Problems With Chlorine & Chloramines In Municipal Water?
Chlorine is the most commonly used chemical for disinfection of municipal and community water supplies in the United States, which is required by Federal EPA water quality regulations.
Most residents in the East Tennessee area get their source water from rivers, lakes, and streams. Primarily being the Tennessee River, which is heavily chlorinated during the treatment process.
Although the use of chlorine for disinfection has yielded incredible reductions in the risk associated with water-borne bacteria and disease, undoubtedly saving many lives, it is not without its own set of problems.
Risks of Chlorine
- Chlorine (Cl2) is a poison gas
- Terrible chlorine smell
- Bad swimming pool taste
- Dries out skin after taking shower or washing hands
- Bleaches out hair color after long hot showers
- Ruins rubber seals in your toilets, faucets, and fixtures
- Reacts with natural organics to form Disinfection By-Products (DBPs)

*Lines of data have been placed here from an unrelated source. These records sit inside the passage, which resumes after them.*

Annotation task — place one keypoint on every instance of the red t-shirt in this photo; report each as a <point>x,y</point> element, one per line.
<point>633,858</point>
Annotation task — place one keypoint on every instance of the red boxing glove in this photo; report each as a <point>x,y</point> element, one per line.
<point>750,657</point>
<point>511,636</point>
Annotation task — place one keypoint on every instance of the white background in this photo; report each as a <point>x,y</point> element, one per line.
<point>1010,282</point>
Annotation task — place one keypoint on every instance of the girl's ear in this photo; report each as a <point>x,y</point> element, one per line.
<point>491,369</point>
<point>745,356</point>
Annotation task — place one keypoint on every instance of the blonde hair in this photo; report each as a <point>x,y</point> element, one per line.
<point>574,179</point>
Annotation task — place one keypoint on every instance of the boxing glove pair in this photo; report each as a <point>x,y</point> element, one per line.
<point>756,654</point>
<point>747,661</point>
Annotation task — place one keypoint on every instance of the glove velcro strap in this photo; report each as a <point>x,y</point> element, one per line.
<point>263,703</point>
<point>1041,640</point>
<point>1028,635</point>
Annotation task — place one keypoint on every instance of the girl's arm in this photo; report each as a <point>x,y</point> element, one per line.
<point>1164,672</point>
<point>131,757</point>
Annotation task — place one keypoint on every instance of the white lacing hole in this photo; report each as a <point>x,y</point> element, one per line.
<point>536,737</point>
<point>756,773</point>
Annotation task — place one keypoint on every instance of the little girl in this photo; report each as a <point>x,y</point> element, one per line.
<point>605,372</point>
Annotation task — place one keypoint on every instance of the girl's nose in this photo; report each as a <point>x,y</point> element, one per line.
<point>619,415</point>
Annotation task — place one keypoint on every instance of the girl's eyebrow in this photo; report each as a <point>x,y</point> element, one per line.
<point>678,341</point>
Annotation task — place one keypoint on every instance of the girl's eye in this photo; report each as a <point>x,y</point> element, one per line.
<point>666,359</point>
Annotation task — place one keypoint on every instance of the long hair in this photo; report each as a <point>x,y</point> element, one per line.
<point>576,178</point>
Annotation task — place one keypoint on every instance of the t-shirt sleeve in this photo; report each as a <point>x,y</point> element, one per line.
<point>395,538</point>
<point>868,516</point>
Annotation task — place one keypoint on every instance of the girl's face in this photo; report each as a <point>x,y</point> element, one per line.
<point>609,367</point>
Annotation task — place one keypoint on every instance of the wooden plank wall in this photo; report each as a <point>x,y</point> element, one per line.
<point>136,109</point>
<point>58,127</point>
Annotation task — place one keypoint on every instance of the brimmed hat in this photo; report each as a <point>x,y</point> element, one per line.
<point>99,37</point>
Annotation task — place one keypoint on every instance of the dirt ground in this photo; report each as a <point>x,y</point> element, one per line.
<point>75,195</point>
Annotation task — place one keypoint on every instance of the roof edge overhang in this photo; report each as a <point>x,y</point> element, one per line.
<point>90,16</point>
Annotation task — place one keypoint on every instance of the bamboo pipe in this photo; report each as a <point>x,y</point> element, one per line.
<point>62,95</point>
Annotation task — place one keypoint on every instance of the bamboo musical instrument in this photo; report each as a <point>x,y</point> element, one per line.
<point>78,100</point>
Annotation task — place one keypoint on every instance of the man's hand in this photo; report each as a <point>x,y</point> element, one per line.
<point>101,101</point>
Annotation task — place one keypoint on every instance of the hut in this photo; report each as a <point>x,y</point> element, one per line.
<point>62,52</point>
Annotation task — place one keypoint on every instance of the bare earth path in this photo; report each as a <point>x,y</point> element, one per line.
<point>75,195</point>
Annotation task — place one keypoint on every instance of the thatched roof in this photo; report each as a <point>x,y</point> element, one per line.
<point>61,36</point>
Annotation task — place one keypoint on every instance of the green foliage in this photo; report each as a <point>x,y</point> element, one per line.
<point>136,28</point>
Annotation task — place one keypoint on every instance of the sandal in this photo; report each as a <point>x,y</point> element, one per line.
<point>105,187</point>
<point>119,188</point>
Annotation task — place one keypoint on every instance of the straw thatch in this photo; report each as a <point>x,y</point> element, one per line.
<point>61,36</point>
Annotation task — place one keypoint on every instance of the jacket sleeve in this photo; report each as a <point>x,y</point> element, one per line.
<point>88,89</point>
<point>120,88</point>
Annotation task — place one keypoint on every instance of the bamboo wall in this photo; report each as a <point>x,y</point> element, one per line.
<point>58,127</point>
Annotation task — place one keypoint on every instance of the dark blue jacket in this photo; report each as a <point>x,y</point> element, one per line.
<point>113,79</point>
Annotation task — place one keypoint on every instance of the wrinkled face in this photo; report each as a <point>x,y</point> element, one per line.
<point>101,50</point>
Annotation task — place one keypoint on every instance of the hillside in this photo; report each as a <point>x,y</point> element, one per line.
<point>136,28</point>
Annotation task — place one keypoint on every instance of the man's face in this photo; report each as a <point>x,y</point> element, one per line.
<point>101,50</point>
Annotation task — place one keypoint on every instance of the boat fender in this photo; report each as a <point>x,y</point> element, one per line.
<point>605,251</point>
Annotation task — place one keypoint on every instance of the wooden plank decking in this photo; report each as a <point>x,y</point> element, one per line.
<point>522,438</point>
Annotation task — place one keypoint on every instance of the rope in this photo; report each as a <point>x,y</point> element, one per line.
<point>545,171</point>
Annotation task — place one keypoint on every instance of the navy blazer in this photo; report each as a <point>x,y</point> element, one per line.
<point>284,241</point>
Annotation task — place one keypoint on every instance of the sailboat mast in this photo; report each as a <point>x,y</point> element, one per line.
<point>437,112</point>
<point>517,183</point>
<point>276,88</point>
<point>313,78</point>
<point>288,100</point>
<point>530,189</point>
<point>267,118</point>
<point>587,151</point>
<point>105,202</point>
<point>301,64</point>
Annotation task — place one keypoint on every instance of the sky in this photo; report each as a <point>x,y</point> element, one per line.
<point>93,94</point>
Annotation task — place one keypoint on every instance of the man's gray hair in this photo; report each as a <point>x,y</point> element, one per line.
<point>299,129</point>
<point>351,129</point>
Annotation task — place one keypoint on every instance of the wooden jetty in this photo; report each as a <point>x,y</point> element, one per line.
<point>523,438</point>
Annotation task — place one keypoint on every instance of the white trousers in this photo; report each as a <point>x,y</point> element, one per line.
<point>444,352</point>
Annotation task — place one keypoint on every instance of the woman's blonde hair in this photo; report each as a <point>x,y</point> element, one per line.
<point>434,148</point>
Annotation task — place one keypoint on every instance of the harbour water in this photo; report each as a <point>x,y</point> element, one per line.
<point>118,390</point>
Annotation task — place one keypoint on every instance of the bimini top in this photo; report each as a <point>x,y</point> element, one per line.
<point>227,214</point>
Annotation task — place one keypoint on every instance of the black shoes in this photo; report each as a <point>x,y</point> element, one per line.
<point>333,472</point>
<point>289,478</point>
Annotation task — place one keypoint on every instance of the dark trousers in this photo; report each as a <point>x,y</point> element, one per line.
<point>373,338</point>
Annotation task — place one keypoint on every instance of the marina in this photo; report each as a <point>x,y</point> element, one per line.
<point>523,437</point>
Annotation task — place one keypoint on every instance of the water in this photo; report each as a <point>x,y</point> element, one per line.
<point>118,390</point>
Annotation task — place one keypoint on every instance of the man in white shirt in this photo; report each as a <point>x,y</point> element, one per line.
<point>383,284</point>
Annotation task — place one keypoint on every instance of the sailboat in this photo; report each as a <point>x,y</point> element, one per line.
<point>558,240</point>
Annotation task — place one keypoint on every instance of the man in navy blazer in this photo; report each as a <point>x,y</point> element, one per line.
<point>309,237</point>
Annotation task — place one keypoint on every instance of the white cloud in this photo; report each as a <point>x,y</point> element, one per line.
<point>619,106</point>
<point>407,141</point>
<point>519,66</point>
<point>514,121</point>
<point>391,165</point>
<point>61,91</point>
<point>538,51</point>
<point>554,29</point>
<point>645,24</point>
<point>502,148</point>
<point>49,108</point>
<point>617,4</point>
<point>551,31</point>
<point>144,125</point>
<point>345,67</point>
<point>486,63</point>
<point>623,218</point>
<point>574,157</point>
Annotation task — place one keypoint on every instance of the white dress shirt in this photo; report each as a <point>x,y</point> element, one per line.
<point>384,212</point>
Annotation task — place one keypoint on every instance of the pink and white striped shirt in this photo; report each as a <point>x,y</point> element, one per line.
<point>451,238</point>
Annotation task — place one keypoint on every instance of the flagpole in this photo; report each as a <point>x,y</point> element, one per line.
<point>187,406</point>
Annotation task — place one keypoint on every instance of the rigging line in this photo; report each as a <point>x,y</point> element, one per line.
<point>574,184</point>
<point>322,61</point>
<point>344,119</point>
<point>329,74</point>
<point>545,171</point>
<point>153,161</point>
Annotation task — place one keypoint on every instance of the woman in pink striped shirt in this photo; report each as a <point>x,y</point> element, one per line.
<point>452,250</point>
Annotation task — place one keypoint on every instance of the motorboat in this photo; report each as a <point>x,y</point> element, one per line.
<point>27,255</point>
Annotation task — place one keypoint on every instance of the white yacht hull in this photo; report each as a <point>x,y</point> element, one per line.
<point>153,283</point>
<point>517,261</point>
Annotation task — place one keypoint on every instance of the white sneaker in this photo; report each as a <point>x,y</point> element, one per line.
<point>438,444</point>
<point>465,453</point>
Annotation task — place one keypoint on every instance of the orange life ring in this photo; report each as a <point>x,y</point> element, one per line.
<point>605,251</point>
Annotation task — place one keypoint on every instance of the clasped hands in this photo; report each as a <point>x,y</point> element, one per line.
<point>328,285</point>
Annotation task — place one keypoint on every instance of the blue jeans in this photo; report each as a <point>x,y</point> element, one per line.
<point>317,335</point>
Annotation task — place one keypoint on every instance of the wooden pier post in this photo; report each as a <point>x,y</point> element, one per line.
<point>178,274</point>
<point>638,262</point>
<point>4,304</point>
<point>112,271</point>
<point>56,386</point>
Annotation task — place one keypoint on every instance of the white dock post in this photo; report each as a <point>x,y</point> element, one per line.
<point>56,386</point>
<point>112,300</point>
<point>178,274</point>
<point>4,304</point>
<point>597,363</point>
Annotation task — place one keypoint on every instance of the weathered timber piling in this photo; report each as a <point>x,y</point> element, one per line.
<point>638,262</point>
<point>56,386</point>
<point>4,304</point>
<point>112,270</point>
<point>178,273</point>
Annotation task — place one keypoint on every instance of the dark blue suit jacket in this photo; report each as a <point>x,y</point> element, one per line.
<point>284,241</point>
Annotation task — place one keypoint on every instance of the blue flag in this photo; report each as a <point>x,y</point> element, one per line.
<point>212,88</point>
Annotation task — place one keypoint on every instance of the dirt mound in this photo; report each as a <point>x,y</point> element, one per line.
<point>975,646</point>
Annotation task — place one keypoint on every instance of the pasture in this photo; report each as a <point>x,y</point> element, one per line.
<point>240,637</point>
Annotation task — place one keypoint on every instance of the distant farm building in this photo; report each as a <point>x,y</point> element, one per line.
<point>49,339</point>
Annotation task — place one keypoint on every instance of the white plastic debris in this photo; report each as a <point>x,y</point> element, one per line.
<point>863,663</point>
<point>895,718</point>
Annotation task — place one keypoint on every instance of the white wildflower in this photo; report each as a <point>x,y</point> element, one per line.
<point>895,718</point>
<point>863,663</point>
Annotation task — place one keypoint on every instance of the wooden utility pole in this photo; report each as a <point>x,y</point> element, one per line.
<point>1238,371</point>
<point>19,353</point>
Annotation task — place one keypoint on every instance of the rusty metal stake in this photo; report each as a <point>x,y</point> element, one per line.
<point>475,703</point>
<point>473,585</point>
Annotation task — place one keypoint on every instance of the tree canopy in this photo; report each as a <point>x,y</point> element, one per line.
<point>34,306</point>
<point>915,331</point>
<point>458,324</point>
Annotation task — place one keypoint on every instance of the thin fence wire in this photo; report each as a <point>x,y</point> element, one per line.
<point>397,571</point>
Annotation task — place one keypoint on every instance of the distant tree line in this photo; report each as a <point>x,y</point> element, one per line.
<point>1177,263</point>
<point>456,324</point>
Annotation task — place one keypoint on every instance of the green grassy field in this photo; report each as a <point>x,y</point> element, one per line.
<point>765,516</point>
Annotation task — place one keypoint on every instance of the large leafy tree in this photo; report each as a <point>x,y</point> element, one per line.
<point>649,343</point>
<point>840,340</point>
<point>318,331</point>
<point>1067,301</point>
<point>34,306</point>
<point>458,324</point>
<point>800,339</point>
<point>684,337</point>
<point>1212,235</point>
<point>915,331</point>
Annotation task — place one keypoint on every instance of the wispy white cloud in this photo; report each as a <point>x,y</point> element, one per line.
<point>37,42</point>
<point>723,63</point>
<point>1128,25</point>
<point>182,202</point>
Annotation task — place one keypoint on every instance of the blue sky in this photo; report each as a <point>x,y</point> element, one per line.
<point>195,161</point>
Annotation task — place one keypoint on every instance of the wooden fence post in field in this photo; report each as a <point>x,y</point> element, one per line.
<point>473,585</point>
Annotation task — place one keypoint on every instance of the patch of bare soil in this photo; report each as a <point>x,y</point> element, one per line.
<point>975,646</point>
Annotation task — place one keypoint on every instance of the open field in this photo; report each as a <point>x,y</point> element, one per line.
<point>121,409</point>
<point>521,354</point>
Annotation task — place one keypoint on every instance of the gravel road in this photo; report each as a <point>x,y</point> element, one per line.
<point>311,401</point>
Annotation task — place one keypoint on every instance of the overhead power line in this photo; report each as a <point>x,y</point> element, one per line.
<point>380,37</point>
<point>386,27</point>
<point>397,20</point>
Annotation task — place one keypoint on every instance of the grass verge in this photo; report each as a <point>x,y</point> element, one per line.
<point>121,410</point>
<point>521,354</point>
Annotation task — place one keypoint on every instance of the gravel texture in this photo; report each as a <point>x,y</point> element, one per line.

- DBPs are absorbed through skin into the bloodstream
- High concentrations lead to EPA violations
The concentration of chlorine is minicipal water supplies on any given day varies substantially. The range is from less than 0.1 part per million to greater the 2.0 parts per million, which can exceed levels found in swimming pools.
The use of chlorine to protect your water is similar to the plastic wrapper that covers bread in the grocery store. The bag is useful for protecting the bread, just like the chlorine protects your water, but you wouldn’t eat the wrapper with the bread. You will naturally discard it. This is exactly what should be done with the chlorine before it enters your home.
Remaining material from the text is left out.